LIVRE VII
La première convergence
Une théorie ne devient une découverte que lorsqu'elle rencontre le réel.
Après plusieurs années de travaux, nous étions parvenus à calculer, avec précision, la trajectoire de cohérence biologique d'un organisme vivant. Nous savions mesurer l'écart qui séparait un individu de son état optimal et produire la signature informationnelle correspondant à cet état.
Une seule question demeurait. L'organisme reconnaîtrait-il cette information comme la sienne ? Nous avons choisi de ne pas répondre par un raisonnement mais l'expérience.
Le premier volontaire n'était ni un sportif, ni un jeune adulte, ni un individu génétiquement exceptionnel. C'était un homme de soixante-dix-huit ans. Son organisme présentait les caractéristiques attendues d'une longue vie : diminution des capacités de régénération, accumulation de cellules sénescentes, ralentissement des mécanismes de renouvellement, perte progressive de cohérence biologique.
Son jumeau numérique fut construit.
Pendant plusieurs semaines, BIOGENESIS AI calcula la configuration présentant, pour cet organisme précis, le plus haut niveau de cohérence compatible avec son histoire biologique. Aucun traitement ne lui fut administré. Aucune cellule ne fut injectée. Aucune molécule nouvelle ne pénétra dans son organisme. Nous avons simplement établi les conditions permettant à son état biologique réel d'entrer progressivement en résonance avec son propre état de référence.
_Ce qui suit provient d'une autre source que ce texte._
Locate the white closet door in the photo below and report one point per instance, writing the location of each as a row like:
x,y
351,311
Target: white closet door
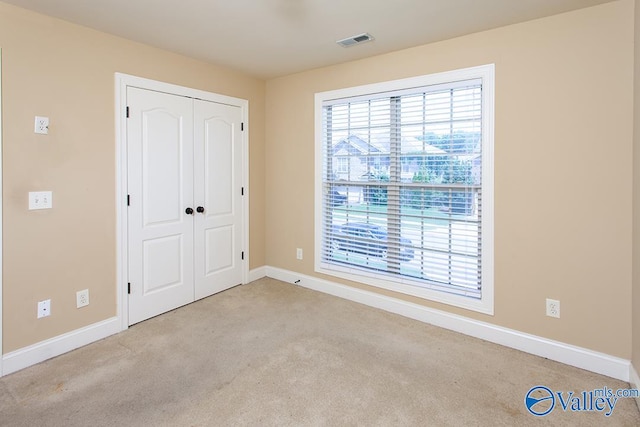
x,y
160,187
218,195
Les premiers jours, rien de visible se produisit. Les modèles, eux, racontaient une autre histoire. Pour la première fois, depuis des décennies, l'écart de cohérence cessait d'augmenter. Il se stabilisait. Puis, phénomène que nous n'avions encore jamais observé, il commença à diminuer. L'organisme ne résistait plus à sa propre dérive. Il semblait retrouver une direction. Les cellules souches quiescentes réapparurent progressivement dans les zones où elles avaient presque disparu. Les tissus recommencèrent à se renouveler selon des rythmes proches de ceux observés plusieurs décennies auparavant. Les marqueurs biologiques du vieillissement cessèrent d'évoluer dans le sens attendu. Certains inversèrent même leur trajectoire.
Nous avons immédiatement cherché une erreur. Nous avons recalibré les instruments, répété les mesures, demandé à des équipes indépendantes d'analyser nos données. Toutes retrouvèrent la même évolution.
Ce ne sont pourtant pas ces résultats qui nous ont le plus surpris. Le phénomène décisif était ailleurs.
Les transformations observées ne semblaient pas résulter d'une succession de réparations locales. Elles apparaissaient simultanément dans des tissus très différents, comme si l'organisme tout entier répondait à une même information.
À cet instant, nous avons compris que notre hypothèse initiale était incomplète. La cohérence biologique n'était pas seulement une propriété du vivant. Elle était capable de se propager. Le vivant ne réparait pas ses organes un à un. Il retrouvait progressivement une unité. Nous n'avions pas assisté à une guérison. Nous avions observé une convergence. Et cette convergence ne concernait pas un patient. Elle concernait notre compréhension du vivant.